For the party-affiliation variable: df=7, chi2 =11.91, p=0,104. Ho: "There is no bias in the responses" cannot be rejected.

(20) It should be noted that for the two preceding variables, the conditions are not ideal to apply the chi-square test. Since the degrees of freedom are greater than 1, no more than 20 percent of the cells should have an expected frequency of less than 5, and no cell should have an expected frequency of less than 1 (Siegel and Castellan, 1988:199). These conditions are not fulfilled for the two variables.

(21) Interestingly, Wessels finds that there is a clear relationship between the frequency of contacts between MEPs and interest groups and the MEPs’ responsiveness to interest group demands. He finds a correlation at the aggregate level of 0.69. The author believes there are good theoretical reasons to assume a causal relationship between responsiveness and frequency of contacts: rational actors first go where they are best heard (Wessels, 1999:113). Wessels’ arguments therefore support our initial claim about the close relationship between influence and access. Interest groups are namely inclined to contact and gain access to the MEPs who are most responsive to their demands.
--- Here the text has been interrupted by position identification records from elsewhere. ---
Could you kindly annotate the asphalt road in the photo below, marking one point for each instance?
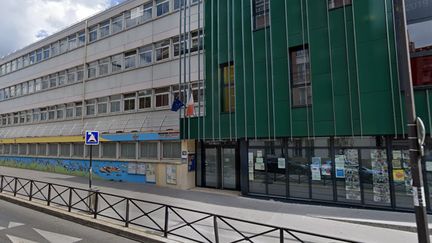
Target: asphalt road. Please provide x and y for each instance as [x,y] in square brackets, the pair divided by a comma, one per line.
[23,225]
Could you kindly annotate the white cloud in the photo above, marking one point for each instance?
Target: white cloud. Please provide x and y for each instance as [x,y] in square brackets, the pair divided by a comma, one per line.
[27,21]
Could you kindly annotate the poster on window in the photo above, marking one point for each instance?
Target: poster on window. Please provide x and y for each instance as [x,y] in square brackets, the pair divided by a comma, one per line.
[326,168]
[171,172]
[352,175]
[281,163]
[259,164]
[340,166]
[150,173]
[381,186]
[251,166]
[407,169]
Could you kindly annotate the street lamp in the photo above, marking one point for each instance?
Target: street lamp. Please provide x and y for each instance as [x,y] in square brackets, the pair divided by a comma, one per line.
[415,125]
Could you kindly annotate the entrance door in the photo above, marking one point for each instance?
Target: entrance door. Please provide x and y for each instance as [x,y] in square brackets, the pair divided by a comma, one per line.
[211,167]
[221,168]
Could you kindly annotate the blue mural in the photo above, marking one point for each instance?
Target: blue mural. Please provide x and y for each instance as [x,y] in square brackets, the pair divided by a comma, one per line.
[107,170]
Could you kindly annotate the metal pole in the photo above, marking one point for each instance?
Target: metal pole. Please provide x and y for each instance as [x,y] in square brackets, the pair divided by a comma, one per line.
[90,166]
[414,146]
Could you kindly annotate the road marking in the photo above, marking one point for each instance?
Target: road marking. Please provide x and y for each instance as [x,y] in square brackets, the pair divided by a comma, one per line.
[15,239]
[54,237]
[14,224]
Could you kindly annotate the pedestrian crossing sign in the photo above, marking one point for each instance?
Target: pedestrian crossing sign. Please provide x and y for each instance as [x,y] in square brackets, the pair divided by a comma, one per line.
[92,138]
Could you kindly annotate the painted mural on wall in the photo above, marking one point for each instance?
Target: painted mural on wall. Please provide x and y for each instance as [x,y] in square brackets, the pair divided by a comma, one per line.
[107,170]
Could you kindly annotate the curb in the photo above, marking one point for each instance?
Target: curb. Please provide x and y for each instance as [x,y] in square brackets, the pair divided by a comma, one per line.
[407,228]
[84,220]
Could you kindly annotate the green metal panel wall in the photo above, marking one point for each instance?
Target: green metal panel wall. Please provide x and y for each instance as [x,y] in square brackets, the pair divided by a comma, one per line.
[353,67]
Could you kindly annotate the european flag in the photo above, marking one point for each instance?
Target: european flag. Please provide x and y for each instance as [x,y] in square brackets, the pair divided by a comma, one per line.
[177,104]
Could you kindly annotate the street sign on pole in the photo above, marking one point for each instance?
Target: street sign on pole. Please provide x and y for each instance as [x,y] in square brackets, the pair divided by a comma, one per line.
[91,139]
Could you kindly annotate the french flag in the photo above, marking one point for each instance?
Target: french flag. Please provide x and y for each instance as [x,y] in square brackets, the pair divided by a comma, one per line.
[190,106]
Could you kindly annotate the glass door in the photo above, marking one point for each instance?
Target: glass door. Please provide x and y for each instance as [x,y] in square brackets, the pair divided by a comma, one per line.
[211,167]
[229,171]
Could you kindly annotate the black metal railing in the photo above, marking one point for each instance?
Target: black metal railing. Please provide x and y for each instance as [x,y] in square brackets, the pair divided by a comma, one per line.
[163,219]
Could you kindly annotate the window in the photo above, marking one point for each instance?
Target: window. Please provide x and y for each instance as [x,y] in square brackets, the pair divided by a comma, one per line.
[36,114]
[61,78]
[144,99]
[162,97]
[171,150]
[128,150]
[46,52]
[32,149]
[53,80]
[45,82]
[65,150]
[71,75]
[53,150]
[78,109]
[117,24]
[80,73]
[31,86]
[162,7]
[117,63]
[104,29]
[23,149]
[197,40]
[51,113]
[178,2]
[228,87]
[91,70]
[93,34]
[183,48]
[109,150]
[162,50]
[81,38]
[77,150]
[300,76]
[63,46]
[25,88]
[103,66]
[149,150]
[130,59]
[18,90]
[338,3]
[115,103]
[38,56]
[60,111]
[72,42]
[148,11]
[90,107]
[69,110]
[102,105]
[41,149]
[55,49]
[261,13]
[146,55]
[129,102]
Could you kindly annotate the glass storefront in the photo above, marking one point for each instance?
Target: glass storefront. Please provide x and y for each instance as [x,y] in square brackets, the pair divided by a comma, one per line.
[368,171]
(22) What are the rank values? The normal custom of assigning the greatest or highest value a rank of 1 has been followed here. The ranks 1 through to n, however, are only used to record the data. In the further treatment of the data, the rank numbers are replaced by their rank values. The rank values R i are a series of values in exact reverse order to the rank r i . R i is related to r i by the simple equation R i = n – r i + 1. In this project the highest rank, rank 1, corresponds to rank value 4. In order to obtain the composite ranking, the resulting rank values (4,3,2,1) are weighted for each organizational form with the frequencies with which the respondents chose the organizational form as their first, second, third or fourth choice.
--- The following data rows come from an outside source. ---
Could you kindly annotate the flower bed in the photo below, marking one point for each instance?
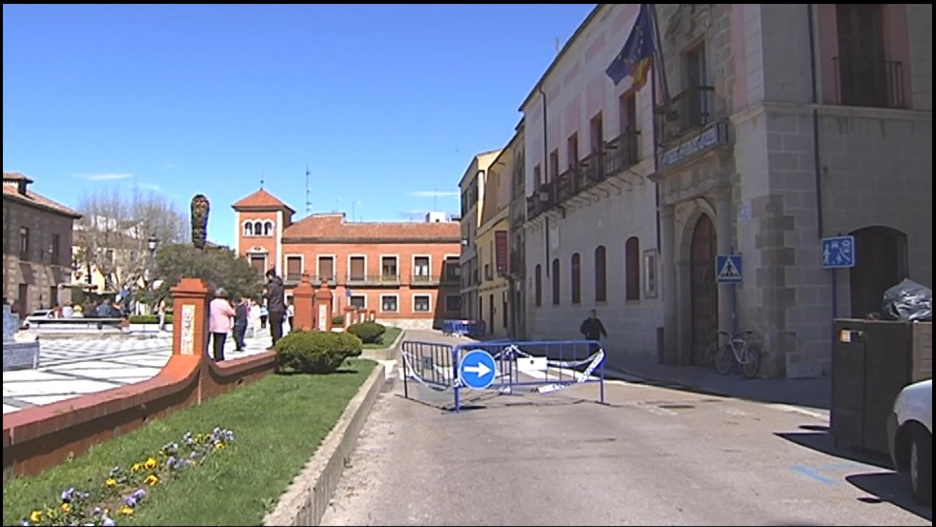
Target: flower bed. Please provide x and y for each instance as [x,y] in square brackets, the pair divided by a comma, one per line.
[124,489]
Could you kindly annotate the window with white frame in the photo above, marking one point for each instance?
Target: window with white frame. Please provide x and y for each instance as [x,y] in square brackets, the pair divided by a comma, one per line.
[389,303]
[422,303]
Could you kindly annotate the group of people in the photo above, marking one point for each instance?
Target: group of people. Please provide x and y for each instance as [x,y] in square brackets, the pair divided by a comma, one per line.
[226,316]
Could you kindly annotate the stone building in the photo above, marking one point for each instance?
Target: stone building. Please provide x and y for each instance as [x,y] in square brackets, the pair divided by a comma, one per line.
[772,127]
[37,242]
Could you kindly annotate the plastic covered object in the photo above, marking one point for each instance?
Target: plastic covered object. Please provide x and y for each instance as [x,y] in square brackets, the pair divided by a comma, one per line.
[908,301]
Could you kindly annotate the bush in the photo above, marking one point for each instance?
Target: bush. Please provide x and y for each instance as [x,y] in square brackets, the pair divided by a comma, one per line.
[315,351]
[148,319]
[368,332]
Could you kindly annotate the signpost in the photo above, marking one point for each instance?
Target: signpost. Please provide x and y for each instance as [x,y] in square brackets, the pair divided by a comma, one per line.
[477,369]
(23) The different intensities of interviewees' preferences for different organizational forms and therefore the different distances that might exist between consecutive ranks are not taken into account by the method of the weighted sums.

(24) This data should therefore better reflect the distance between the intensities of the interviewees' preferences for different organizational forms.
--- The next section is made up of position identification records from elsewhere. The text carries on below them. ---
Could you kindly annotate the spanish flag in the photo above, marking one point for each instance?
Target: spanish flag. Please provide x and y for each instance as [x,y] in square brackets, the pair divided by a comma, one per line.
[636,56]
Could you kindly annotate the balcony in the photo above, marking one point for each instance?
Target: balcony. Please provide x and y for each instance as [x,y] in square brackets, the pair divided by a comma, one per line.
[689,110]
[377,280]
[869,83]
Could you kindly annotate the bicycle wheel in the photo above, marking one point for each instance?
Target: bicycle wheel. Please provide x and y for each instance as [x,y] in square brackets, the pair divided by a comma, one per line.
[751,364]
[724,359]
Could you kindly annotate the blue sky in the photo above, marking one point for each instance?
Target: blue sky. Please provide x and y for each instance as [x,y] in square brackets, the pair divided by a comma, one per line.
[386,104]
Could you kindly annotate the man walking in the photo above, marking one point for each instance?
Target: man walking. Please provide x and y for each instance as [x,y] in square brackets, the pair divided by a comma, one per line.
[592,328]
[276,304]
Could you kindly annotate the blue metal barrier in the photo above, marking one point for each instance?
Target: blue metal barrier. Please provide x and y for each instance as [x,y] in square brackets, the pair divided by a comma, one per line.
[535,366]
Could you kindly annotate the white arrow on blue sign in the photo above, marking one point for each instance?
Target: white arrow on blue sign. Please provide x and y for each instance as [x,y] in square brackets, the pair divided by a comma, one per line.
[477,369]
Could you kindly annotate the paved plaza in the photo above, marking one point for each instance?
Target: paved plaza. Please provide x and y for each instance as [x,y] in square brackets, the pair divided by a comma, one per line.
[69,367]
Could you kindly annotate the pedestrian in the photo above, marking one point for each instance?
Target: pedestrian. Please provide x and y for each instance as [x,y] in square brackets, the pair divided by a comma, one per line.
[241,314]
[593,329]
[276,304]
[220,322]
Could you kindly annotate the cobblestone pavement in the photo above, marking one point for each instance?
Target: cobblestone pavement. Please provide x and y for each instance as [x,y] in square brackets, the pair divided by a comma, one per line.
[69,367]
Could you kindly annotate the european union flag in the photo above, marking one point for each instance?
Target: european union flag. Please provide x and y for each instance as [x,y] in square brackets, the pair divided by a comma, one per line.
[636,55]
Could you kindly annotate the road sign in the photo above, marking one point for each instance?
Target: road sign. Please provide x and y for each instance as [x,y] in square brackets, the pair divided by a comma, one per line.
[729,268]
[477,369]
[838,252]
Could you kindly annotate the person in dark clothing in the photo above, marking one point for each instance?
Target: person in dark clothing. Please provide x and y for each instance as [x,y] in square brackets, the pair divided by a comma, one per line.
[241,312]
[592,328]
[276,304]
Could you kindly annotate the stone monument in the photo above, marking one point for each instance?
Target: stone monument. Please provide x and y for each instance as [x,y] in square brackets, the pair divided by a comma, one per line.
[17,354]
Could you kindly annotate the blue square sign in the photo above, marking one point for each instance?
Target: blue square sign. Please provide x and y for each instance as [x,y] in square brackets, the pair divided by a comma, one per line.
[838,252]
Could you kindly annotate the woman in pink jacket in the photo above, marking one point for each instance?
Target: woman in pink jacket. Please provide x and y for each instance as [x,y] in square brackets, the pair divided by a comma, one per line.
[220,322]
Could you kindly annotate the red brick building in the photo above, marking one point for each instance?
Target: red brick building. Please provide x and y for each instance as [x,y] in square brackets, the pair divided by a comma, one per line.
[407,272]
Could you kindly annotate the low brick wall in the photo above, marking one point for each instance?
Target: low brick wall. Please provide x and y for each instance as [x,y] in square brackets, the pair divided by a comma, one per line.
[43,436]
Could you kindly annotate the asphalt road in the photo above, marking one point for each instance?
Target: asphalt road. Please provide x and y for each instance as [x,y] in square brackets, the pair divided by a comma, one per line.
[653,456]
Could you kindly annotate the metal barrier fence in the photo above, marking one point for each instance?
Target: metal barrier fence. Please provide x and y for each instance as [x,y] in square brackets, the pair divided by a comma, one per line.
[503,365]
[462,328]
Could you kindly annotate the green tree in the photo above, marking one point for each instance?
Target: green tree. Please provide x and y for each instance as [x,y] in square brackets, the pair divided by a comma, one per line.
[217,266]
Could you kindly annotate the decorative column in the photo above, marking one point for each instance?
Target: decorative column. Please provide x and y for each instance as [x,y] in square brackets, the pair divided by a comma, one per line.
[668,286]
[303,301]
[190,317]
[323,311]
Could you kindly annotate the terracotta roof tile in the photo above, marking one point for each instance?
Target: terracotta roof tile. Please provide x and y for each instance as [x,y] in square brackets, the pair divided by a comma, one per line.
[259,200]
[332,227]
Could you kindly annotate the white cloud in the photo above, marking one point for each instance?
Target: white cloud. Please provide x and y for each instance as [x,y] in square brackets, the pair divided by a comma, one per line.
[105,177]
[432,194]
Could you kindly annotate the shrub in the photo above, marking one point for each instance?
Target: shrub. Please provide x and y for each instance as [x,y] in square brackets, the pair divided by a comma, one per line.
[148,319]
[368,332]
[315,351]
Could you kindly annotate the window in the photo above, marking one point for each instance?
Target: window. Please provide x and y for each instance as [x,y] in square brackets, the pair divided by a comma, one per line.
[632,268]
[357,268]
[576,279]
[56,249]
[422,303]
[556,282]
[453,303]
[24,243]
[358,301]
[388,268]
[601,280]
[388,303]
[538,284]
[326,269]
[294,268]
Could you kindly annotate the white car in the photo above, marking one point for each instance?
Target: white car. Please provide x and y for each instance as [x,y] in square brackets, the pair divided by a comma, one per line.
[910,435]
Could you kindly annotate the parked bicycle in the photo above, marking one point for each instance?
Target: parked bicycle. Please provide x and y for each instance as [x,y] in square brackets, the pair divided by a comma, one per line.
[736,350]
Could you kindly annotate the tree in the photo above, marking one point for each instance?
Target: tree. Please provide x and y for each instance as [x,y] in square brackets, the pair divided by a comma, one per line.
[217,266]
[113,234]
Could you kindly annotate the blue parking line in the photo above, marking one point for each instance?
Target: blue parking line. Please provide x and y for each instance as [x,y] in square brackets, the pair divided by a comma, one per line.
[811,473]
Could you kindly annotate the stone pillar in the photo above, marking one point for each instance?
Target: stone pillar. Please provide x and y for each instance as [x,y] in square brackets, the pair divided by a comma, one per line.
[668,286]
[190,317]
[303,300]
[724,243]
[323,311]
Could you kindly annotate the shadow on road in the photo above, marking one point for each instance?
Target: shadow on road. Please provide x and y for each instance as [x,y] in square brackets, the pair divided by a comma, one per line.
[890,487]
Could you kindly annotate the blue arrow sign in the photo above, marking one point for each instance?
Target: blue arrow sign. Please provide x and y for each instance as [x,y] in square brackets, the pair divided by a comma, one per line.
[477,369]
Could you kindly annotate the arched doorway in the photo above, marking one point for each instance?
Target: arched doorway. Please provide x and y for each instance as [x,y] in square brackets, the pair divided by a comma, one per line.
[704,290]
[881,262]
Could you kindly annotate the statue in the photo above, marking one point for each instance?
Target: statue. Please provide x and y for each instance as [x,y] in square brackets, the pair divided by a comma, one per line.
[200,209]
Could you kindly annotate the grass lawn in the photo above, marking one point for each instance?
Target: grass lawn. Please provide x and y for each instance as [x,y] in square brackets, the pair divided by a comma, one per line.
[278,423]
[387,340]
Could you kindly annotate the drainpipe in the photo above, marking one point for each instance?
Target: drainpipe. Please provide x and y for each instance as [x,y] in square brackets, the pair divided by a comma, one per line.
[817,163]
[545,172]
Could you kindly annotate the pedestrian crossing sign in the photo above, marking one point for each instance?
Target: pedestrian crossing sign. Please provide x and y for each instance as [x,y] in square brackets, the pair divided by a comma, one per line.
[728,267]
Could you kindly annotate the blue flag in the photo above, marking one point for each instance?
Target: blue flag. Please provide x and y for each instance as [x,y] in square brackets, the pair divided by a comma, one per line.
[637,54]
(25) It should be noted that the conditions are satisfied to apply the chi-square test. Since the degree of freedom is greater than 1, no more than 20 percent of the cells should have an expected frequency of less than 5, and no cell should have an expected frequency of less than 1 (Siegel and Castellan, 1988:199). These conditions are met for the calculation of chi-square.

(26) The Cramer coefficient is useful when only categorical data on the variables is available. Like the Pearson correlation coefficient, the Cramer coefficient has a maximum value of 1 and the coefficient will be equal to 0 when the two variables are independent. Unlike the Pearson coefficient, the Cramer coefficient cannot be negative (Siegel and Castellan, 1988:227).

(27) Whereas Wessels finds that national associations have more access than European associations to the MEPs, it is difficult to compare these deviating results with our findings because different answer categories were used (1999:115).